Venture firms based in the U.S. raised $16.2 billion across 135 funds in 2011, up 5% from a year ago, according to a newly-released report by Dow Jones LP Source. At the same time, however, fewer firms raised funds as the number of firms that raised new funding dropped by 12% last year.
The top five early-stage firms that raised funds include Khosla Ventures, which raised $1 billion in October, Founders Fund, which raised $625 million for early-stage investments, General Catalyst, which raised $500 million, Accel Partners, which raised $475 million and Redpoint Ventures, which attracted $400 million.
To be sure, it's unclear, whether the drop has more to do with firms not entering the fundraising process because they raised funds in prior years, or whether they were seeking but could not raise anything. If it was the latter, then the news isn't so good. What's more, the industry has yet to bounce back from recession levels. Annual fundraising is still at just over half the total raised in 2008.
In Europe, fundraising looks even bleaker. Venture capitalists raised $3 billion across 41 funds in 2011, a drop of 20% in the number of funds attracting new capital and an 11% decline in the amount of capital raised compared to the prior year.
If you compare this trend to the investing trend, the outlook is a bit disconcerting.

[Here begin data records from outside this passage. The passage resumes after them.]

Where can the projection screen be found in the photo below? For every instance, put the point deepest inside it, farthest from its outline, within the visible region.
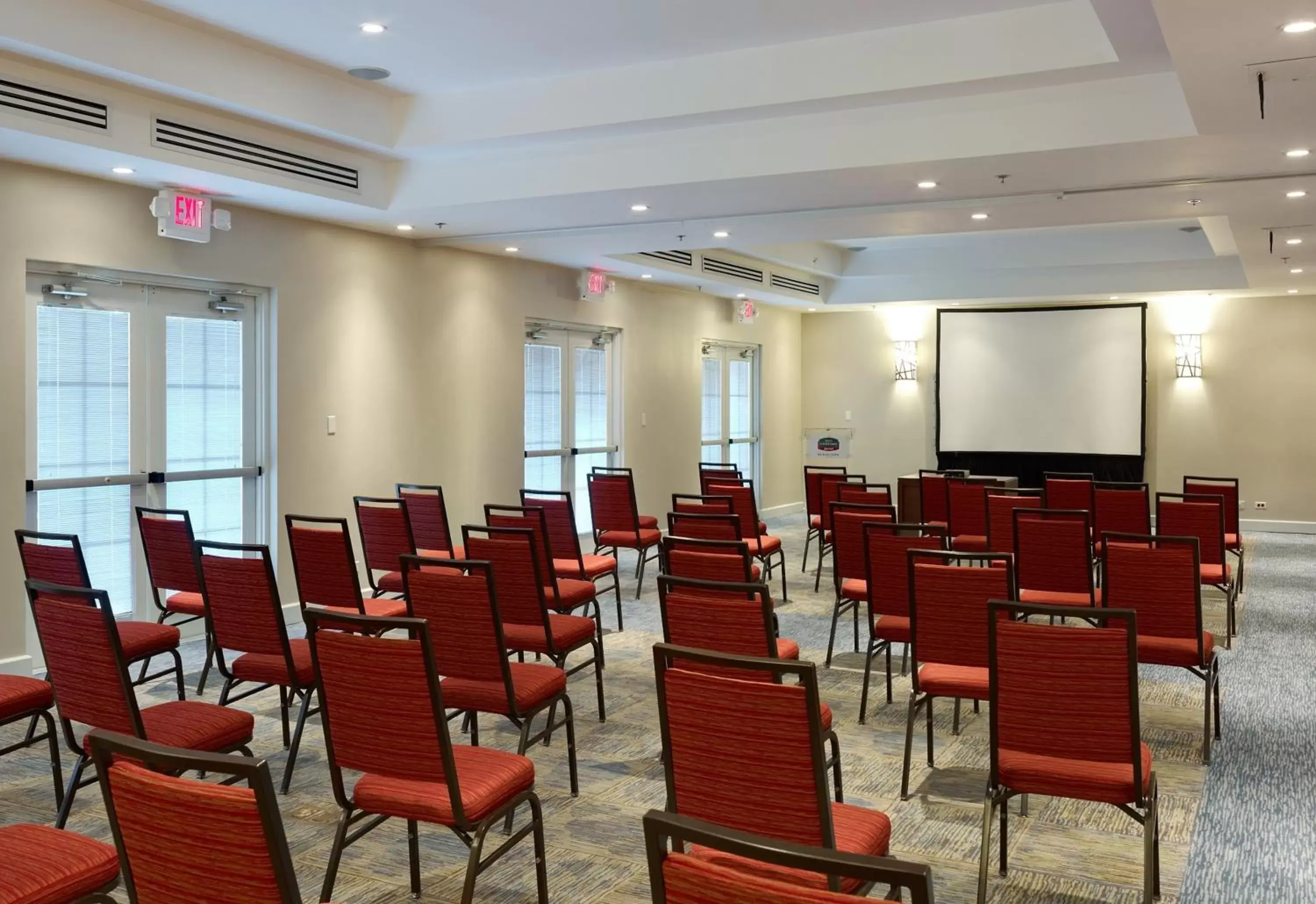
(1041, 381)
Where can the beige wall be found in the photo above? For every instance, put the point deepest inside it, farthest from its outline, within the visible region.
(1247, 418)
(416, 351)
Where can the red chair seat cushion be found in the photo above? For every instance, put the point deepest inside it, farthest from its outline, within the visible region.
(186, 603)
(595, 566)
(943, 681)
(52, 866)
(1057, 598)
(532, 683)
(1080, 779)
(273, 670)
(1174, 650)
(144, 639)
(489, 778)
(21, 694)
(858, 831)
(569, 632)
(627, 538)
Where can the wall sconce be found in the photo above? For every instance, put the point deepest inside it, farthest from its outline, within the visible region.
(907, 361)
(1187, 355)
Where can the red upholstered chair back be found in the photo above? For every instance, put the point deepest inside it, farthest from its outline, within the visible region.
(168, 542)
(1065, 691)
(612, 502)
(1157, 578)
(1053, 550)
(1001, 517)
(1194, 516)
(966, 504)
(236, 841)
(1069, 491)
(1122, 508)
(428, 516)
(948, 604)
(243, 599)
(85, 661)
(848, 521)
(323, 562)
(385, 529)
(464, 617)
(704, 525)
(887, 562)
(773, 725)
(52, 558)
(724, 617)
(1226, 487)
(516, 571)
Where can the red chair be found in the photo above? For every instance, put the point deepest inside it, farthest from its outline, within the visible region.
(966, 507)
(324, 569)
(1053, 554)
(1001, 515)
(849, 577)
(245, 616)
(58, 560)
(236, 849)
(761, 546)
(618, 523)
(1065, 723)
(49, 866)
(1157, 578)
(466, 631)
(427, 512)
(568, 560)
(1228, 490)
(814, 475)
(747, 754)
(23, 698)
(948, 632)
(89, 671)
(1064, 490)
(679, 878)
(886, 567)
(1178, 515)
(529, 625)
(383, 717)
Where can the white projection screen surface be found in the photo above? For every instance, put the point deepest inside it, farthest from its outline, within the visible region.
(1041, 381)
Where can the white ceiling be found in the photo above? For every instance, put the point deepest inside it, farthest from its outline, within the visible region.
(799, 128)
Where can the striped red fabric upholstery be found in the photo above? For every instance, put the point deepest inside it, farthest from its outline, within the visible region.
(325, 573)
(54, 563)
(381, 717)
(244, 612)
(1062, 694)
(461, 620)
(428, 516)
(81, 664)
(169, 553)
(1001, 520)
(52, 866)
(951, 619)
(227, 860)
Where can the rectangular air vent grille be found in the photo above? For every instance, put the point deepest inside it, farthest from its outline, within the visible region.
(681, 258)
(212, 144)
(728, 269)
(797, 285)
(53, 106)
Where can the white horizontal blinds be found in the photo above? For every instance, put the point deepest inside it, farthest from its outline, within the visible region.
(83, 430)
(203, 410)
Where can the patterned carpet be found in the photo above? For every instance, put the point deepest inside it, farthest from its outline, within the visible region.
(1065, 852)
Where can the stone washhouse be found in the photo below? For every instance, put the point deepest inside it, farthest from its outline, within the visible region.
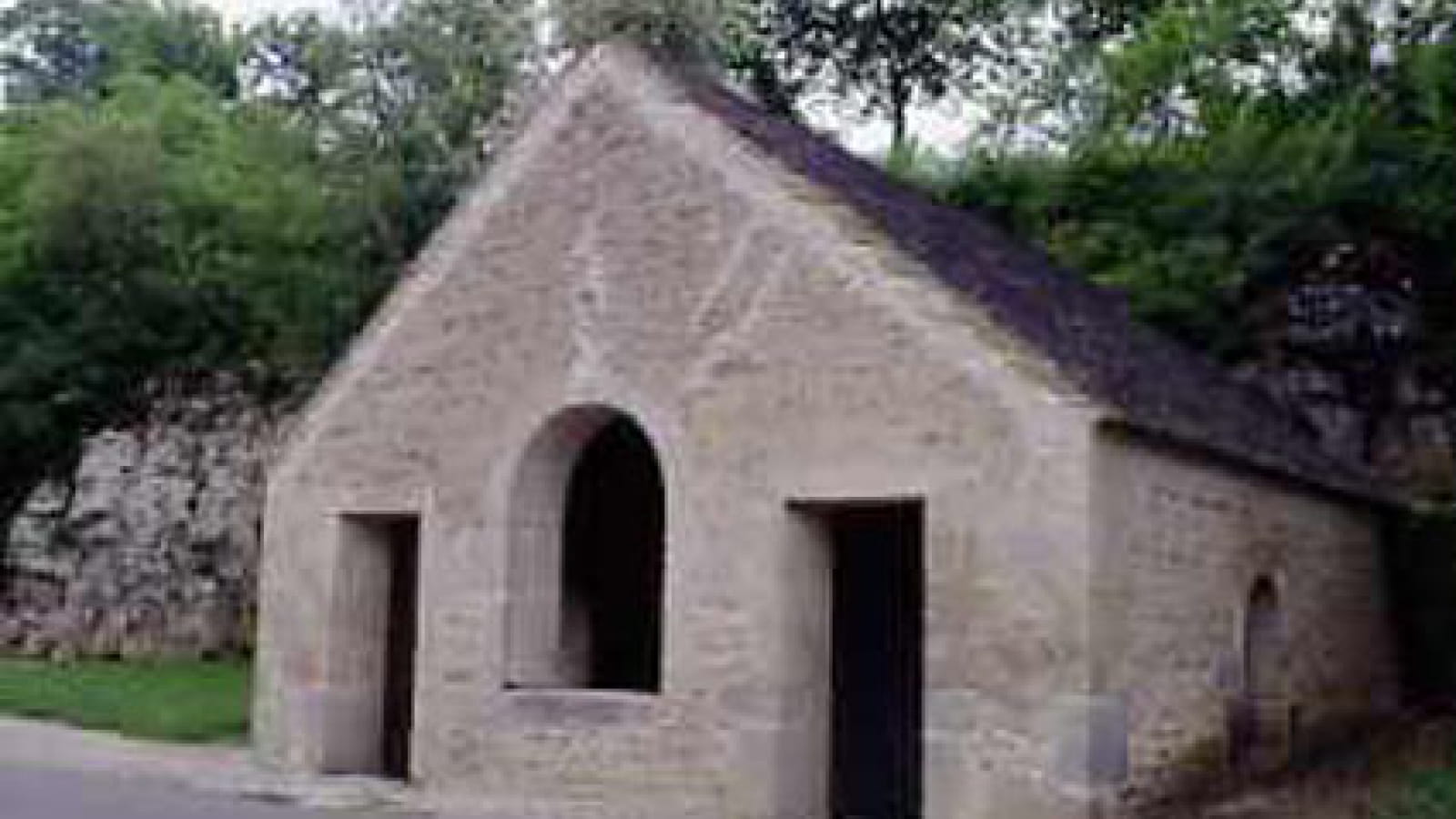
(699, 470)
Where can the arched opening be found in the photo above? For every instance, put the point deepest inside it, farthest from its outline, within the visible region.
(1263, 653)
(1263, 723)
(612, 561)
(587, 519)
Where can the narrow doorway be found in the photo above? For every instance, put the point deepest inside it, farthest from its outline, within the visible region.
(398, 717)
(877, 661)
(375, 615)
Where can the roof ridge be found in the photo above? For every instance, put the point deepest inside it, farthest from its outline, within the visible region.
(1154, 382)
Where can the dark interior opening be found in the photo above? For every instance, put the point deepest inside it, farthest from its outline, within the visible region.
(612, 561)
(402, 538)
(877, 675)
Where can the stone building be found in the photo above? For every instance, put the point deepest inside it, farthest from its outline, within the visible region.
(701, 471)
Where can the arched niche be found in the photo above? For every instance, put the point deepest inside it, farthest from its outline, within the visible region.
(586, 555)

Looking back to figures for the first nine months of 2011, Consumer Information Services companies (includes online search, entertainment, social media) raised $1.3 billion for 104 deals in Q3, more than double the financing they raised in 2010. For the entire year, $3.8 billion was spent, and this sector alone is expected to have raised more than $4 billion for all of 2011. We'll know when Dow Jones VentureSource puts out its 2011 figures.
In total, investors poured $8.4 billion into 765 deals in this sector during the first nine months of last year, up 29% from the year-ago period.
As you can see, based on the current figures, VCs are raising funds at a slower rate than they're investing.
If the small uptick in fundraising persists, while the investing on the part of VCs accelerates, there will come a time when some VCs find themselves with not enough money to fund the companies they've bet on.